Marketers and finance professionals speak a fundamentally different language. Where many marketers are focused on impressions, brand awareness or engagement, finance people think in terms of profit, cost saving and business performance. Indeed, two-fifths of marketers don’t know what impact their marketing spend has. What’s more, these two departments sometimes use the same language but mean entirely different things – a marketer might consider 10,000 social media impressions a healthy ROI. A finance person thinks of ROI in terms of cashflow.
Both marketing and finance can benefit from learning to understand one another better. For marketing professionals, the motive isn’t just to secure more funds for your projects – it’s also about feeling confident that your initiatives will translate into big profits.
So, how can you speak to your CFO in a language they understand?
Turn marketing talk into finance talk
How easy a marketer’s job would be if we could prove exactly how many unit sales are directly attributable to our campaigns. There are exceptions, yet in most cases, the link between marketing and purchases is complex. As a starter for 10, there are several things which you can do to help convince your CFO to spend on marketing:
Separate profits from sales by showing allowable costs
Sales do not equal profits, yet many marketers treat them as one and the same thing.

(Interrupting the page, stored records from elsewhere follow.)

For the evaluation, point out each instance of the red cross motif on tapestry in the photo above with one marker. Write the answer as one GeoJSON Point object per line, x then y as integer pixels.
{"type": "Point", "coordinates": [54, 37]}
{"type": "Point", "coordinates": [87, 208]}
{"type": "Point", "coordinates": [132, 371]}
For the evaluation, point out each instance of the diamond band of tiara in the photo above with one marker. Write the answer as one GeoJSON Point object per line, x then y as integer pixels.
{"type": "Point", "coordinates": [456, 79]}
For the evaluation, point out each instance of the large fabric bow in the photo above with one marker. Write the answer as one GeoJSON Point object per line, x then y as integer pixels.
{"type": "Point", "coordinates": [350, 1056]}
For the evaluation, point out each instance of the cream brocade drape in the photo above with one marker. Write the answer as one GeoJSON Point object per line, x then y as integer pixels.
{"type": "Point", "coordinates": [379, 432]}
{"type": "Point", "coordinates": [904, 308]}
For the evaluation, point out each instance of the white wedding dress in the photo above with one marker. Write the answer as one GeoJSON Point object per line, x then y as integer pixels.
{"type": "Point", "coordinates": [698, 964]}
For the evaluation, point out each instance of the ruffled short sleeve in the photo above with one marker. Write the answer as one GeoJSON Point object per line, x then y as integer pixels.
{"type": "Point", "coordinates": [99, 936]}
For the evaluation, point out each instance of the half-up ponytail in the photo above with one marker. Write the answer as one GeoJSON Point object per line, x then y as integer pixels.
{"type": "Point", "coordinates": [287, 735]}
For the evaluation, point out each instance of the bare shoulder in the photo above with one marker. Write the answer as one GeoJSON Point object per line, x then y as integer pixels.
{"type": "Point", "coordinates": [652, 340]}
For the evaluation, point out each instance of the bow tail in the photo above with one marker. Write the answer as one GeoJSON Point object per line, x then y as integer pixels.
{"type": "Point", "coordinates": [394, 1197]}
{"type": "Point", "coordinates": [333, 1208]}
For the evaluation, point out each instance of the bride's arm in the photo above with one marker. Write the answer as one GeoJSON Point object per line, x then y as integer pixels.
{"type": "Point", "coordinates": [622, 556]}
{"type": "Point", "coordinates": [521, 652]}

For every single sale, you must subtract all the additional allowable costs before you see the actual profit – this includes the cost of the product, VAT, returns, the cost of processing orders and so on. Only once you have a clear idea of the point where you start to make profit will you be able to assess how much you can afford to spend to recruit or retain a customer through marketing.
Forecast at a customer level
Think of your customers as the most important economic unit of your business and forecast accordingly. So you need to increase revenue by £3m next year? Based on your allowable cost and customer lifetime value, how many new customers do you need to recruit, how many existing customer will shop with you and how many customers will you need to re-engage?
Remember that based on CLTV you may make an immediate profit from a marketing campaign or it may take months – or even years before you start to make a clear profit. You therefore need assess how long you are comfortable to wait before your campaign translates into profit.
Measure incrementally and forecast confidently
Incrementality is a way of assessing how being exposed to different marketing campaigns adds to the likelihood that a target will convert to purchase.
To put this into context you may have a segment of customers who have a very high propensity to shop with your brand, whether you serve them an ad or not they will likely purchase. However, you look at your campaign ROI and it looks fantastic. In reality, it may have been a waste of your marketing budget as your audience didn’t need any persuasion.
Performing A/B testing and segmenting your current and future customers cleverly will allow to confidently forecast the effects of your next campaign. You can then show that by spending £X will make an extra £Y, and most importantly those sales would not be made without the spend.
Language lessons
Finance is a department famous for saying ‘no’, but ultimately finance’s goal is no different to marketing – they want to grow the business, increase market share and boost profits.